El epílogo de esta historia tuvo lugar un par de meses después, cuando tuve que hacer el examen parcial de la asignatura, pues cayó Platón. Y yo, en cuanto tuve la hoja del ejercicio en mis manos, miré fijamente a mi profesora entrecerrando los ojos en plan peli del Oeste, hice crujir mis dedos entre sí, agarré el boli, escribí mi nombre en lo alto del examen (porque eso es lo primero que hay que hacer siempre, niños) y describí, punto por punto, el tema tal y como yo lo habría querido explicar durante aquellas dos clases que pudieron ser y no fueron. Mientras mis compañeros trataban de reproducir con la mayor fidelidad posible el texto del libro, yo buscaba la forma de hacer justo lo contrario, poniendo especial cuidado en que ninguna frase de mi ejercicio tuviera nada que ver con el estilo de aquel tocho infumable. Cité fuentes externas, resalté puntos clave reforzando los mismos con la ayuda de todo el material de apoyo que la biblioteca pública Rosa Chacel había puesto a mi disposición durante aquellas tres tardes de otoño y, cómo no, llevé a cabo una fabulosa comparación entre el Mito de la caverna y la cinta wachowskiana que habría hecho que Carlos Pumares, Antonio Gasset y Carlos Boyero se peleasen por conseguir mi examen para poder tocarse al leerlo. En las dos horas que tuve para terminar, no levanté la cabeza del papel ni dejé de escribir y, cuando fue el momento de hacer entrega de la prueba, lo hice con el orgullo de quien sabe que ha hecho lo que tenía que hacer, por muy grande que fuese la hostia calificativa que iba a llevarme después.

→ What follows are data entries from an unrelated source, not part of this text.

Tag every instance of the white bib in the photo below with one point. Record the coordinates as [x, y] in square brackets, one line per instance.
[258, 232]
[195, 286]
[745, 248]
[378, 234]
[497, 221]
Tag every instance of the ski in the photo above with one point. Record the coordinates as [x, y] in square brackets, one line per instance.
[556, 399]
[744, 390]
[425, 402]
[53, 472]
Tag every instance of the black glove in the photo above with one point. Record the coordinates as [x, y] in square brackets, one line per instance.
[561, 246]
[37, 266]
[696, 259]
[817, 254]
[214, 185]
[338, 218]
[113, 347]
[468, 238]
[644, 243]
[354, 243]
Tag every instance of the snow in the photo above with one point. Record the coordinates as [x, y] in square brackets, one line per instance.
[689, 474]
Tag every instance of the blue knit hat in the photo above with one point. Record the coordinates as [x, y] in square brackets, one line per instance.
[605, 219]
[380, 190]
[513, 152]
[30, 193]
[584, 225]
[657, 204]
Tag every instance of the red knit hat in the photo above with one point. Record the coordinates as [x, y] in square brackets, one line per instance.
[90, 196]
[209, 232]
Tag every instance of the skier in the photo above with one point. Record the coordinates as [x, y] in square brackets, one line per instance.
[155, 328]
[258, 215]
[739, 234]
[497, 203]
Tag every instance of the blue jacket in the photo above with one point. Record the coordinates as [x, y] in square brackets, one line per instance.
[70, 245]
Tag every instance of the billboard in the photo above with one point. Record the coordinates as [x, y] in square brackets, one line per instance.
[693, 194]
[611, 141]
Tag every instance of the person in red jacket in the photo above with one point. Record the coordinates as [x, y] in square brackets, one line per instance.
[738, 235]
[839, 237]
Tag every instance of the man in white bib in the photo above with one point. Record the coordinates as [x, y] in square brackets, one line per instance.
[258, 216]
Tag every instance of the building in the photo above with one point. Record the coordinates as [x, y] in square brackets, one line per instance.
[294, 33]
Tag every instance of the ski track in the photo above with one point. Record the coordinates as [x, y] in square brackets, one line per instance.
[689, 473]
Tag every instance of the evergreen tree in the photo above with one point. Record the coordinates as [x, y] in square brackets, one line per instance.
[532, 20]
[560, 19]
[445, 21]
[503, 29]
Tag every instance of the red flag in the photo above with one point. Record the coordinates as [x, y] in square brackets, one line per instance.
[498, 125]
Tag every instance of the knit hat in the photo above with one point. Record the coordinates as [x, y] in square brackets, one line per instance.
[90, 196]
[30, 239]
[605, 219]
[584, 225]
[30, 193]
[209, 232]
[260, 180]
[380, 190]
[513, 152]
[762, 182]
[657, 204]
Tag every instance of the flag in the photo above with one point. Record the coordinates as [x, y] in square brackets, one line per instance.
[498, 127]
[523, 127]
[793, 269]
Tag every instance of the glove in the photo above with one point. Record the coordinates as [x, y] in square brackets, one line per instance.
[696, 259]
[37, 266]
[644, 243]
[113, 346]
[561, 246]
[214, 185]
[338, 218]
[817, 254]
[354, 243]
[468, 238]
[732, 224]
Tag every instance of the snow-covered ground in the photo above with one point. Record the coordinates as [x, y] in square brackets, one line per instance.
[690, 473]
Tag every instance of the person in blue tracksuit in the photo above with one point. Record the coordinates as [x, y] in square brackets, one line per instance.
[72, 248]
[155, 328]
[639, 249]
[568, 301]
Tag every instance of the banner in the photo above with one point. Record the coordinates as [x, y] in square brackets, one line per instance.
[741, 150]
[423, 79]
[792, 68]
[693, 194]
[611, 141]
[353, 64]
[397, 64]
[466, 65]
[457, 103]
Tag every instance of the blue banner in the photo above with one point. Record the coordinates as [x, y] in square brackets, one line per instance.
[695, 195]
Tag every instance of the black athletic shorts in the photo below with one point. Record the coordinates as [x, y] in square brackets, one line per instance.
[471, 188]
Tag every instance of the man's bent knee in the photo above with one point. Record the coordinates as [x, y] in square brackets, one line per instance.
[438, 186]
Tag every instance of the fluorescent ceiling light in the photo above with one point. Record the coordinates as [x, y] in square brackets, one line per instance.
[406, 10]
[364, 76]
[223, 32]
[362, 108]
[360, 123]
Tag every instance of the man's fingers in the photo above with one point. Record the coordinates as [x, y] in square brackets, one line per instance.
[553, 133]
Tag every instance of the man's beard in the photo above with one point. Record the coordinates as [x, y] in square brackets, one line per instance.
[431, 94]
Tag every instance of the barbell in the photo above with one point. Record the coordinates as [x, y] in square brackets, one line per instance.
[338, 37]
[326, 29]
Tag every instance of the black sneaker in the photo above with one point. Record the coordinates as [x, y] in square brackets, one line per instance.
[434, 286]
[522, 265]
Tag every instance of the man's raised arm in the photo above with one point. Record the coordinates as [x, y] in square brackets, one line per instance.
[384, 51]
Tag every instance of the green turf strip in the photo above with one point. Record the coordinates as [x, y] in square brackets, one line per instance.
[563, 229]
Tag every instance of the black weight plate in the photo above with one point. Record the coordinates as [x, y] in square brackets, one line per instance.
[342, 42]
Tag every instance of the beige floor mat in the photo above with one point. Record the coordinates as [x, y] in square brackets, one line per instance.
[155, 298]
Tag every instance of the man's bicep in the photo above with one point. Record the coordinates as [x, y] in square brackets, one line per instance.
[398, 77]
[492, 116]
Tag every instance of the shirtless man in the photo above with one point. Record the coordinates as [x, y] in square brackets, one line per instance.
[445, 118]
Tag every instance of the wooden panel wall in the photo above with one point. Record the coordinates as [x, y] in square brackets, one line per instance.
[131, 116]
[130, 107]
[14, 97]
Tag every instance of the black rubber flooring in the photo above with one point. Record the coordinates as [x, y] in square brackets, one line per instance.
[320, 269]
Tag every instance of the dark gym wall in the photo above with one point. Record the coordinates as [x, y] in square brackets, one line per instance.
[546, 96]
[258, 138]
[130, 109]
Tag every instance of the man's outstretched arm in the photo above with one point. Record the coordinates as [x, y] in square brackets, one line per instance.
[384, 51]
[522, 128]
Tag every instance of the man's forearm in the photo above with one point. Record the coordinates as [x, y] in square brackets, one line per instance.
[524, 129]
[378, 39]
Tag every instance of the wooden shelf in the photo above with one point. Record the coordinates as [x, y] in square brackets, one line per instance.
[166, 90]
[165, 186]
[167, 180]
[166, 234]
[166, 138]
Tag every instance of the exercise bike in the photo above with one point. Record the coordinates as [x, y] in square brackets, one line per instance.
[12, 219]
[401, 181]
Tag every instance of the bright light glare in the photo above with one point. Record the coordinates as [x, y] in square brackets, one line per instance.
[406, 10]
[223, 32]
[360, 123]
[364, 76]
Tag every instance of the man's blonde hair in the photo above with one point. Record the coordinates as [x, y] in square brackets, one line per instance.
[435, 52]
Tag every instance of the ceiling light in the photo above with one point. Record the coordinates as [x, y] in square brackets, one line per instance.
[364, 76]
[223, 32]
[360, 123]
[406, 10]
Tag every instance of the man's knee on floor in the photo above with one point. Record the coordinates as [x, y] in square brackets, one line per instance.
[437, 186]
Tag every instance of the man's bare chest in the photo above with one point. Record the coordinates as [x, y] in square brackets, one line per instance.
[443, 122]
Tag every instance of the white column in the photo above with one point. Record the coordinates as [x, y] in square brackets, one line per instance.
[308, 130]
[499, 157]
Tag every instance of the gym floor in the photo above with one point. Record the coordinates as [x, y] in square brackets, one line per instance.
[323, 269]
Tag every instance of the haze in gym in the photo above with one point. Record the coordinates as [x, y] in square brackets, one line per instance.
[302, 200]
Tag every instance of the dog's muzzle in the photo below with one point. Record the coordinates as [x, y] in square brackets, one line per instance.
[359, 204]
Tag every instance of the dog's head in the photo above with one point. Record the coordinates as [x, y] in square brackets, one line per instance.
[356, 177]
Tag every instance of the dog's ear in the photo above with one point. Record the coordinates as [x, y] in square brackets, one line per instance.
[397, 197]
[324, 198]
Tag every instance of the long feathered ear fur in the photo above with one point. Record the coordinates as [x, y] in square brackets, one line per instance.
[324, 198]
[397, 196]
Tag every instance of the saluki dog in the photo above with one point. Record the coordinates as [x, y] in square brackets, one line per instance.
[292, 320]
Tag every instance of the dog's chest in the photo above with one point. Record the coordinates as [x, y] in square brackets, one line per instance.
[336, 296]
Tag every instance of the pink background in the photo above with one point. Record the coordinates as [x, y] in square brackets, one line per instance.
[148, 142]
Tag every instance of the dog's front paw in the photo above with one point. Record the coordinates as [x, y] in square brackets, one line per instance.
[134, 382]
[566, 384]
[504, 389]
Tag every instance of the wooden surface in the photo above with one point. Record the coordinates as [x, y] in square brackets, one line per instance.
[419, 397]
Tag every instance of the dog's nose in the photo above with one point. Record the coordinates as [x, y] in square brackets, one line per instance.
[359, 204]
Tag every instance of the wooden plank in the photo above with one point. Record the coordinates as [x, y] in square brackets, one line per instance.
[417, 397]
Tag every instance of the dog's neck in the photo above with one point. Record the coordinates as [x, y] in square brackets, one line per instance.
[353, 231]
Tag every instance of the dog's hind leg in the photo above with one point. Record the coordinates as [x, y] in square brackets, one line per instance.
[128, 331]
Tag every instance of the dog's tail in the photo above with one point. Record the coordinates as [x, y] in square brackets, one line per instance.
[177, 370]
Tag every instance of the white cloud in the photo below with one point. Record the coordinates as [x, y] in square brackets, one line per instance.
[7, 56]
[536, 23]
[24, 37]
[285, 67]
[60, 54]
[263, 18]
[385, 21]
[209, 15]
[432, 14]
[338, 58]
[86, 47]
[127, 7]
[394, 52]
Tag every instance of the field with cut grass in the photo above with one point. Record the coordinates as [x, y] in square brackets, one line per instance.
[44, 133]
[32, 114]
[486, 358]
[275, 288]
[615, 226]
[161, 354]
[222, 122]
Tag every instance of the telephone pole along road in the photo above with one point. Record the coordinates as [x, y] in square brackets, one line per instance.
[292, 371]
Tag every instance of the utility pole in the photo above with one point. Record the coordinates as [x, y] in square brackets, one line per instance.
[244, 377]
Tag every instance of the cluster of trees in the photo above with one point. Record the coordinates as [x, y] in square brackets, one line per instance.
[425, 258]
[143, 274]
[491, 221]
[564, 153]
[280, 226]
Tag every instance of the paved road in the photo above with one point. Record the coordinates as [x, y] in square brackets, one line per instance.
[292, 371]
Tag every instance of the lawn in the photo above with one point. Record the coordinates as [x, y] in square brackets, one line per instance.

Nueve y medio. La Piglet me cascó un puto nueve y medio. He de reconocer que después me arrepentiría de no haberme fijado en la cara que puso al hacerme entrega del examen corregido, pero en aquel momento estaba demasiado ocupado convenciéndome a mí mismo de que aquel 9,5 junto a mi nombre no era un espejismo. Una vez recuperado de mi estupor, me dediqué a buscar alguna corrección que explicase por qué mi profesora juzgaba que yo no merecía marcarme un Nadia Comaneci a nivel estudiantil. Y entones lo encontré: en aquel texto impoluto al que no había nada que añadir ni que quitar que era mi ejercicio, una marca dibujada con el trazo enervado de una profesora que sabe que ha perdido la batalla contra uno de sus alumnos más hijoputas rodeaba varias veces en color rojo fuego la palabra mátrips.